Mixture of Gaussians for Density Estimation
When considering the internal energy term of the energy functional \(J\) (i.e., when \(\theta_3 \neq 0\)), we need to estimate the density \(\rho_t\) and its gradient \(\nabla \rho_t\) from the empirical probability measures \(\mu_t\). To estimate \(\rho_t\), we employ a mixture of 10 Gaussians. This method represents \(\rho_t\) as a weighted sum of multiple Gaussian distributions, each with its own mean and variance, allowing for a flexible and accurate approximation of complex density functions. The gradient \(\nabla \rho_t\) is then computed by automatic differentiation (using JAX
) but it could be computed analytically.
Tips and possible improvements:
The number of Gaussians in the mixture can be adjusted based on the complexity of the density function to be approximated (see information on the data generation page).
The parametrization of the density may be adapted to the specific problem at hand, e.g., by using a different type of distribution.
It may be worth exploring the use of more sophisticated density estimation techniques, such as kernel density estimation or neural density estimation.
Precomputation of Couplings
Precomputing couplings (our approach) speeds up the optimization process by avoiding redundant computations.
If the number of couplings to store is large, consider computing them on the fly during training. This approach may be more memory-efficient but increases the computational cost per iteration.
If the number of particles is large, computing couplings may become computationally expensive. If this is the case:
Consider batching the particles, computing couplings for each batch.
Consider exploring other algorithms for computing couplings, such as the Sinkhorn algorithm.

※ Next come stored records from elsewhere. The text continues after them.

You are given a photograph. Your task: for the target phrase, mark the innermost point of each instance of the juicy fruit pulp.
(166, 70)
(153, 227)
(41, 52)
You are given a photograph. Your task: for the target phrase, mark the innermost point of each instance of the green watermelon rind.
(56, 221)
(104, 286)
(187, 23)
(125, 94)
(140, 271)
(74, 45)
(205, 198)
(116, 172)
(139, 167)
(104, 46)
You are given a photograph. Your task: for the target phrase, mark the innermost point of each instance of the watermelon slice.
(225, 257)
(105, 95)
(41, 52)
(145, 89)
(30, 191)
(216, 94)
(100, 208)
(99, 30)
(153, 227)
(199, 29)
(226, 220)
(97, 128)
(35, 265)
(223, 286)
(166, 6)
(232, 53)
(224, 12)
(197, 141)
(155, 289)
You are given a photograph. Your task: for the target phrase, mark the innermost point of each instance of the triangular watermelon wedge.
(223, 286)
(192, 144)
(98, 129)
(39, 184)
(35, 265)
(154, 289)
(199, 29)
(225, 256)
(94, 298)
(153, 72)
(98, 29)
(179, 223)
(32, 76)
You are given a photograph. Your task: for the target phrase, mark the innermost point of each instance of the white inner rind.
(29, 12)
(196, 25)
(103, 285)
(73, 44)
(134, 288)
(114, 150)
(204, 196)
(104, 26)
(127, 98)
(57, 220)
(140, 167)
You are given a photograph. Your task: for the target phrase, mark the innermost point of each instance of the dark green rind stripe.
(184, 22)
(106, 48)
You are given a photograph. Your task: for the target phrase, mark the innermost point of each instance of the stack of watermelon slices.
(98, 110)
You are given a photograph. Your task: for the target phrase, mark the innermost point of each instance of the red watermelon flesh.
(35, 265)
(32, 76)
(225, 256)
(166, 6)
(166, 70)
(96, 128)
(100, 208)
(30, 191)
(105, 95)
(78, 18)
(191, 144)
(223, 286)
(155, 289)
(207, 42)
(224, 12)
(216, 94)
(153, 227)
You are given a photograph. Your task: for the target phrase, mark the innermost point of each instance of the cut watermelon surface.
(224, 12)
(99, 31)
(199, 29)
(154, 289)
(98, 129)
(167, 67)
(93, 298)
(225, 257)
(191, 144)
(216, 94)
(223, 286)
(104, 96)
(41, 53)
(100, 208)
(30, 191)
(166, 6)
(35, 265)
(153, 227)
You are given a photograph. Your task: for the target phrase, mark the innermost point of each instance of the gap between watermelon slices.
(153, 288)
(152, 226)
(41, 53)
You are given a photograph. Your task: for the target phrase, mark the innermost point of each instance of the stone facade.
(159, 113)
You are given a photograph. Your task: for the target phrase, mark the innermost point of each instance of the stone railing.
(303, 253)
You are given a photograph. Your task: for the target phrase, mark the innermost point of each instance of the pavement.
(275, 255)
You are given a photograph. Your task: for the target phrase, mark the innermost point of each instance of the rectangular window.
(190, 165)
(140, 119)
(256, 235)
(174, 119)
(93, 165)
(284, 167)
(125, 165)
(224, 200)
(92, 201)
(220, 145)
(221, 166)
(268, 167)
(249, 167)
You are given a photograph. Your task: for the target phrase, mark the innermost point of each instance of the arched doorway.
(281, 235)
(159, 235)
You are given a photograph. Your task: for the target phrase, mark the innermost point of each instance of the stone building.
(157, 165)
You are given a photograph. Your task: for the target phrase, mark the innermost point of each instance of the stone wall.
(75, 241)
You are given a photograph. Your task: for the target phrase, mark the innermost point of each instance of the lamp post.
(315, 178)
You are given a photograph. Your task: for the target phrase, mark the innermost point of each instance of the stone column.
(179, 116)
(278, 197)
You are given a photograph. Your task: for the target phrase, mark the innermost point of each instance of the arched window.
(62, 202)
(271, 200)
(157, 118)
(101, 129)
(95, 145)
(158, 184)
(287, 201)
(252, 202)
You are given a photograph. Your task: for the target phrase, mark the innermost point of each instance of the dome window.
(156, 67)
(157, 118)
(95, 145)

Linear vs non-linear parametrization
Linear parametrization provides several benefits, including more predictable performance and often better results when the features are carefully selected. However, it tends to scale poorly with dimensionality and requires careful selection of representative features. In contrast, non-linear parametrization, such as in neural networks, automates feature selection and tends to perform better in high-dimensional settings.